Initial labeling was informed by geolocated sites from War and Garbage in Gaza, a July 2024 report by the peace organization PAX. Many of these sites had moved or expanded since the report's publication, and we conducted a comprehensive manual labeling effort, identifying additional sites by closely examining the satellite imagery. We then fine-tuned a ResNet18 semantic segmentation model to identify and outline areas corresponding to waste sites across the entire 2025 mosaic.
Following the automated detection, every computer-generated result was manually validated to ensure the highest possible accuracy. This review process involved removing false positives, which primarily consisted of rubble fields.

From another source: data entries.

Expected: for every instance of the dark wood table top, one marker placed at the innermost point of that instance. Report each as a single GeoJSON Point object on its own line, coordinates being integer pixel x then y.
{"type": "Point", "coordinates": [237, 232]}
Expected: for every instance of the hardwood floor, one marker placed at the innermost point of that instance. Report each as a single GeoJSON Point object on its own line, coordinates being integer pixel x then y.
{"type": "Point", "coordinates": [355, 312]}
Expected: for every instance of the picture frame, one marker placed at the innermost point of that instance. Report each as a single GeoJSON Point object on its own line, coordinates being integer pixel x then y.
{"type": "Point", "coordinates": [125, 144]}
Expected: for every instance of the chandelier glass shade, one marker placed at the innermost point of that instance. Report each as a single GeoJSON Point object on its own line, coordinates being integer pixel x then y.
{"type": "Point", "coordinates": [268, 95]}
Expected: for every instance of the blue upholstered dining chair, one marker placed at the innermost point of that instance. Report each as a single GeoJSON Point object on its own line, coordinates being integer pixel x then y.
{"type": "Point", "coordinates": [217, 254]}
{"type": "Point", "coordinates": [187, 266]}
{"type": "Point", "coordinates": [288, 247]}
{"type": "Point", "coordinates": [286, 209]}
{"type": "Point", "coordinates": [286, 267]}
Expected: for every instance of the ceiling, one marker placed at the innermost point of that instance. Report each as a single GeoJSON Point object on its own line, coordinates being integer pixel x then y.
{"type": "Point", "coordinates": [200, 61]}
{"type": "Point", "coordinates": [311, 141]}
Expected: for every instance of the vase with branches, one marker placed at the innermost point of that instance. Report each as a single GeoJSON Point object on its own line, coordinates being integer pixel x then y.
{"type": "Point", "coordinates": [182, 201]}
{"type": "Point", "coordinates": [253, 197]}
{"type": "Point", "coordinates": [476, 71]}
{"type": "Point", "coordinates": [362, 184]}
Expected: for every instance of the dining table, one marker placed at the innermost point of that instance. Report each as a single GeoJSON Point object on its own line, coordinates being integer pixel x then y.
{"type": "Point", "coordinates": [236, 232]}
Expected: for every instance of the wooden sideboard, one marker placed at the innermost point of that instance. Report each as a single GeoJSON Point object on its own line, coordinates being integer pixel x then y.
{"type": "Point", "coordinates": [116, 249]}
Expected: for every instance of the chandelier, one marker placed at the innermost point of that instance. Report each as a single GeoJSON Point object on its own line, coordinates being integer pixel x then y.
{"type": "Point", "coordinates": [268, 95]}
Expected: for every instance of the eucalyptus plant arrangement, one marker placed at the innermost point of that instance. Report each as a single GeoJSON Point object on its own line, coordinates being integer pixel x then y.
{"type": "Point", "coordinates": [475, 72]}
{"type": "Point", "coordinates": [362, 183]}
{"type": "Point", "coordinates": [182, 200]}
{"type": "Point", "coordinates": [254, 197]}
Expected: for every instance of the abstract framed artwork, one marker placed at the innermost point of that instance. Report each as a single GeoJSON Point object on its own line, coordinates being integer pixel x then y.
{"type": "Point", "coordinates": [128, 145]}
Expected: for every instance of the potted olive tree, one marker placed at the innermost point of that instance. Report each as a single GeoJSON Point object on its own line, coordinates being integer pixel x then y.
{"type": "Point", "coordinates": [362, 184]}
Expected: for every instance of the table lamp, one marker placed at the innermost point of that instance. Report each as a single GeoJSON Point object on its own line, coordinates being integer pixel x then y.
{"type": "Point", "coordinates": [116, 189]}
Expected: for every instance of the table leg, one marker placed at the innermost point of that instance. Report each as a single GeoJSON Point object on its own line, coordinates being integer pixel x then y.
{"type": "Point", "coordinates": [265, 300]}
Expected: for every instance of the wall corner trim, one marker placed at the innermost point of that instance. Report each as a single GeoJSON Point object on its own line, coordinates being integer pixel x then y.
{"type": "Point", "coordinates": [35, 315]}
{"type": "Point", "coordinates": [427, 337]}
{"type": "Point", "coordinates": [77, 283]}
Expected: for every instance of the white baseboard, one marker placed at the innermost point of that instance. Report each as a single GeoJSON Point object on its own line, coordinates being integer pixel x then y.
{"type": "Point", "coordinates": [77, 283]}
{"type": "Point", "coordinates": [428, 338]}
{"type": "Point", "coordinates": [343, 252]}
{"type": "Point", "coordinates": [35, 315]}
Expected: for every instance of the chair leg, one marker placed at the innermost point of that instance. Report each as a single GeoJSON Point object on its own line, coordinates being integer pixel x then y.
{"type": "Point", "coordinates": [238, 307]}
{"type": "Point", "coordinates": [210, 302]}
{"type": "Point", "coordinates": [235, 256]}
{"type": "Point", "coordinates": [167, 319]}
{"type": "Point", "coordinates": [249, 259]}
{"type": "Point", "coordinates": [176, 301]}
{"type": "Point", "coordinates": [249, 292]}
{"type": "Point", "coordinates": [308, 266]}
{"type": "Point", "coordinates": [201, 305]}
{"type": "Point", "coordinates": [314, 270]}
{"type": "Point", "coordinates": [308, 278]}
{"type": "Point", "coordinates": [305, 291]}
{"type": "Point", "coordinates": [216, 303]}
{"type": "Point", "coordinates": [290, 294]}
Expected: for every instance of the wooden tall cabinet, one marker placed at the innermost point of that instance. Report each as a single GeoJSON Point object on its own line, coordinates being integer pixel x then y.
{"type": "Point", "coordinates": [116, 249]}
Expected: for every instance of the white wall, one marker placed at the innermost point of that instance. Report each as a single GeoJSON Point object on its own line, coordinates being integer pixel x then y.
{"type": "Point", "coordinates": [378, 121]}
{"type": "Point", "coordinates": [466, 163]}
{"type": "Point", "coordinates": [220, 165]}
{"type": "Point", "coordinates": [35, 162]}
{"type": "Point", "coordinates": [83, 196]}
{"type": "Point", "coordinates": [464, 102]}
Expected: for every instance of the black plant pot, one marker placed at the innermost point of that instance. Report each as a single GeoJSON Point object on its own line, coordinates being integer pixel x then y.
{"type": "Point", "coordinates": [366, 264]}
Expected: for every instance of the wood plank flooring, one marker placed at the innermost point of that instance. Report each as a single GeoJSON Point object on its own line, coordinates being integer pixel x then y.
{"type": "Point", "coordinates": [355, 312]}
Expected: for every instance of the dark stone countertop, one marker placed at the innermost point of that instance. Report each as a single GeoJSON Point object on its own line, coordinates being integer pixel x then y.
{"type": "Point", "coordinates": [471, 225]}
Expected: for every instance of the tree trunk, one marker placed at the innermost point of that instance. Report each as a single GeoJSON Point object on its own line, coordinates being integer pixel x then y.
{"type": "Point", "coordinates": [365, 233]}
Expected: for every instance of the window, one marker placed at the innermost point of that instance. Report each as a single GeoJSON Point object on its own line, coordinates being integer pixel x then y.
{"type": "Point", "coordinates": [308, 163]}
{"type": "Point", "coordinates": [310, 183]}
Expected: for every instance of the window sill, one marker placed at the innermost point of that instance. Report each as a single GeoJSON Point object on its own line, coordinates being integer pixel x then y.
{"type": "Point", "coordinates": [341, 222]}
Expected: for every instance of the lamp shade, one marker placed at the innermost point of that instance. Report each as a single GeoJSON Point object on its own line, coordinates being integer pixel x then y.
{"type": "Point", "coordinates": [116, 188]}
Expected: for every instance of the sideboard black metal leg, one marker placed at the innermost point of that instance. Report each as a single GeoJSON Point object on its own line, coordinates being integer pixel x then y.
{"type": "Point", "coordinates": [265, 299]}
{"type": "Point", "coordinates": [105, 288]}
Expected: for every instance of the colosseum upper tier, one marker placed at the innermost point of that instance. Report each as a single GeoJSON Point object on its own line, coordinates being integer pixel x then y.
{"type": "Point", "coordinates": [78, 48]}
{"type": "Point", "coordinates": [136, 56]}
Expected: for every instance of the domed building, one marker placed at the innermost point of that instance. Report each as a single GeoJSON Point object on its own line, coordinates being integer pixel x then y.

Our analysis cannot measure the volume of trash at a site, distinguish smaller waste sites and identify trash that is mixed directly with rubble. The resulting map of waste sites should be considered a conservative estimate, and the true extent is likely greater.
Mapping Tents
To map the proliferation of tents, a proxy for displaced populations, we employed a machine learning classification model. The model was trained on a multi-temporal dataset created by 'stacking' the pre-conflict (2023) and current (2025) image mosaics. Training points were manually labeled by visually identifying tents and tent clusters in the 2025 imagery. All automated detections were subjected to a rigorous manual validation process to confirm their accuracy and minimize errors.